Is Hong Kong exporting its housing bubble?
Hong Kong and Vancouver often seem joined at the hip, migration-wise. But are all those wealthy Chinese flocking to North America taking their property bubbles with them? Eyeing comments by Vancouver’s mayor Gregor Robertson in recent months, Hongkongers can't help but wonder. It's interesting, too, that of the nine places tracked by the Demographia International Housing Affordability survey, Hong Kong and Vancouver are the two where you get the least for your money. Here's a South China Morning Post take on the Robertson controversy.
World economy's rough road ahead.
If you're wondering when the top tick of Indonesia's economic boom was reached, it was probably in May 2010 when Sri Mulyani Indrawati left the Finance Ministry to join the World Bank. Since then, officials in Jakarta have grown complacent about the need to upgrade the economy. A timely and thought-provoking op-ed from Sri Mulyani lays out what's in store for emerging nations as the Federal Reserve pulls the monetary steroids that have pumped up world markets in recent years. Her conclusion that "surviving the crisis is one thing; emerging as a winner is something else entirely" is sobering indeed.

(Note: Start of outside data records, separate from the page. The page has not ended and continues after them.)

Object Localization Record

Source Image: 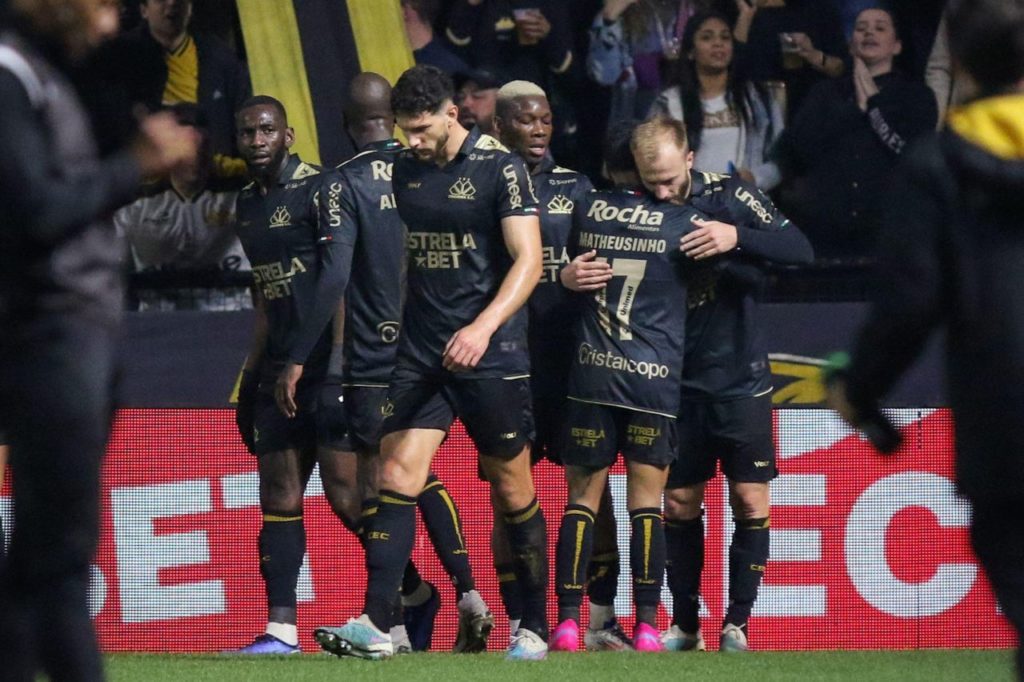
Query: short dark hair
[946,0,1024,94]
[603,121,640,173]
[234,95,288,125]
[391,63,455,116]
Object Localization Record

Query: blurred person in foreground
[0,0,197,681]
[829,0,1024,676]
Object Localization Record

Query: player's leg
[551,400,618,651]
[714,395,777,651]
[618,411,676,651]
[584,485,633,651]
[662,400,718,651]
[0,317,115,681]
[446,379,549,658]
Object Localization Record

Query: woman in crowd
[781,8,937,257]
[652,11,782,189]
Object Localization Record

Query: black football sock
[495,563,522,621]
[417,474,476,597]
[587,486,622,606]
[555,505,594,623]
[665,515,705,634]
[258,510,306,625]
[362,491,416,632]
[505,498,548,641]
[630,507,665,627]
[725,517,770,626]
[401,559,423,597]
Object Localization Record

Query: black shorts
[255,380,347,456]
[383,366,534,459]
[345,386,387,454]
[666,393,778,488]
[562,400,676,469]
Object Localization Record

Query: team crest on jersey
[548,195,572,215]
[449,177,476,201]
[270,206,292,227]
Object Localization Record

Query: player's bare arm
[443,216,543,372]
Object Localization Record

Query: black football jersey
[392,129,538,379]
[568,189,705,419]
[683,171,796,400]
[529,156,593,372]
[338,139,406,386]
[237,155,355,376]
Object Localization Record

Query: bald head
[345,72,394,150]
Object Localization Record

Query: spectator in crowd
[925,4,971,128]
[114,104,252,310]
[587,0,717,127]
[733,0,846,119]
[829,0,1024,679]
[120,0,251,176]
[401,0,469,74]
[781,9,936,258]
[447,0,572,84]
[0,0,196,682]
[653,12,783,189]
[455,69,506,135]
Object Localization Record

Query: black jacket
[848,93,1024,503]
[118,22,252,157]
[781,72,938,256]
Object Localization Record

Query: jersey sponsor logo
[587,199,665,226]
[327,182,341,227]
[406,232,476,270]
[502,164,522,209]
[580,232,669,253]
[541,247,569,284]
[449,177,476,201]
[734,187,771,222]
[270,206,292,227]
[577,343,671,380]
[370,160,394,182]
[377,319,400,343]
[569,426,604,447]
[253,256,306,301]
[548,195,572,215]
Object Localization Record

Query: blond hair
[630,116,687,161]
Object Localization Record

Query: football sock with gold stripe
[555,505,594,624]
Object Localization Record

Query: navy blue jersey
[683,171,813,400]
[568,189,705,419]
[529,156,594,364]
[338,139,406,386]
[238,155,355,376]
[393,129,538,379]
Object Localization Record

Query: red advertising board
[0,409,1014,651]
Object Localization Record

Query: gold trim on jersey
[565,395,677,419]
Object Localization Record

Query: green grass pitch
[106,649,1014,682]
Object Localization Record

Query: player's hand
[132,112,200,177]
[679,218,739,260]
[853,56,879,112]
[273,363,302,419]
[441,322,495,372]
[558,250,612,291]
[234,370,259,448]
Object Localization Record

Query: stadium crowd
[0,0,1024,675]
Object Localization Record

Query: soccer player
[492,81,631,651]
[567,119,813,651]
[551,118,701,651]
[316,66,548,658]
[328,73,493,652]
[230,95,358,654]
[829,0,1024,679]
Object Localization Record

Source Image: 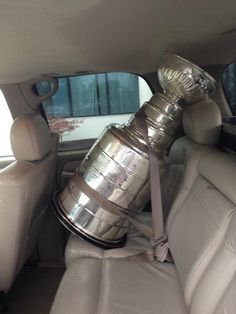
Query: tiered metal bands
[55,54,216,248]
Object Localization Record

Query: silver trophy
[55,54,216,248]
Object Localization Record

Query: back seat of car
[51,99,236,314]
[65,99,222,265]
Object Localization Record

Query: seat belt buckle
[150,236,169,263]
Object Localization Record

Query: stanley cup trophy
[55,54,216,248]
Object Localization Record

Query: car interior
[0,0,236,314]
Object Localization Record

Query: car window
[36,72,152,148]
[0,90,13,159]
[222,63,236,115]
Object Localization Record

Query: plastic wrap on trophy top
[55,54,216,248]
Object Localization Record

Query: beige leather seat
[51,152,236,314]
[0,114,58,291]
[65,99,222,265]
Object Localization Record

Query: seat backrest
[161,98,222,217]
[0,114,57,291]
[167,152,236,313]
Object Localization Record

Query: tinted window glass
[37,73,152,146]
[222,63,236,115]
[0,90,13,157]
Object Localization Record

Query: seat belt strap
[135,108,168,262]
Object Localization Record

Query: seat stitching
[190,186,235,231]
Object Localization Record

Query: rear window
[36,72,152,147]
[222,63,236,115]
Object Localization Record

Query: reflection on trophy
[55,54,216,248]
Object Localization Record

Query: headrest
[11,114,51,161]
[183,98,222,145]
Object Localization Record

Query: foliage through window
[36,72,152,142]
[222,63,236,115]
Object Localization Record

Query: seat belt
[132,107,168,262]
[76,108,171,262]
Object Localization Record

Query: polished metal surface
[55,55,216,247]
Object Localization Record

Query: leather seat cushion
[50,258,187,314]
[65,212,152,267]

Replacing failed Thai program.
As Thailand digs in for another year of anti-government protests, few topics inspire greater anger than Prime Minister Yingluck Shinawatra's rice-subsidy program. To many, it's a colossal waste of about $20 billion; to others it's a lifeline. But we critics haven't come up with many good alternatives to support rural areas. Here, Thailand Development Research Institute's Peeradej Tanruangporn takes a crack at an answer, including new welfare and employment programs for the poor. Perhaps a more indirect and less wasteful scheme to offer price insurance for agricultural goods? Bottom line, there's lots Yingluck could be doing to support growth. Doing something different could even help her stay in office. She just needs to try.
Does the Tiger Mom need to study?
Isaac Stone Fish asks a question on many Chinese minds as "Tiger Mom" provocateur Amy Chua of Yale and husband Jed Rubenfeld hawk a new book about China's place in the 21st century. While the tome tackles other cultures too, the crux of Fish's critique is that Chua and Rubenfeld "misstep by paying scant attention to the role of government and society on national character" in China. Oh, to be a fly on the wall when Fish gets that angry phonecall from New Haven, Connecticut.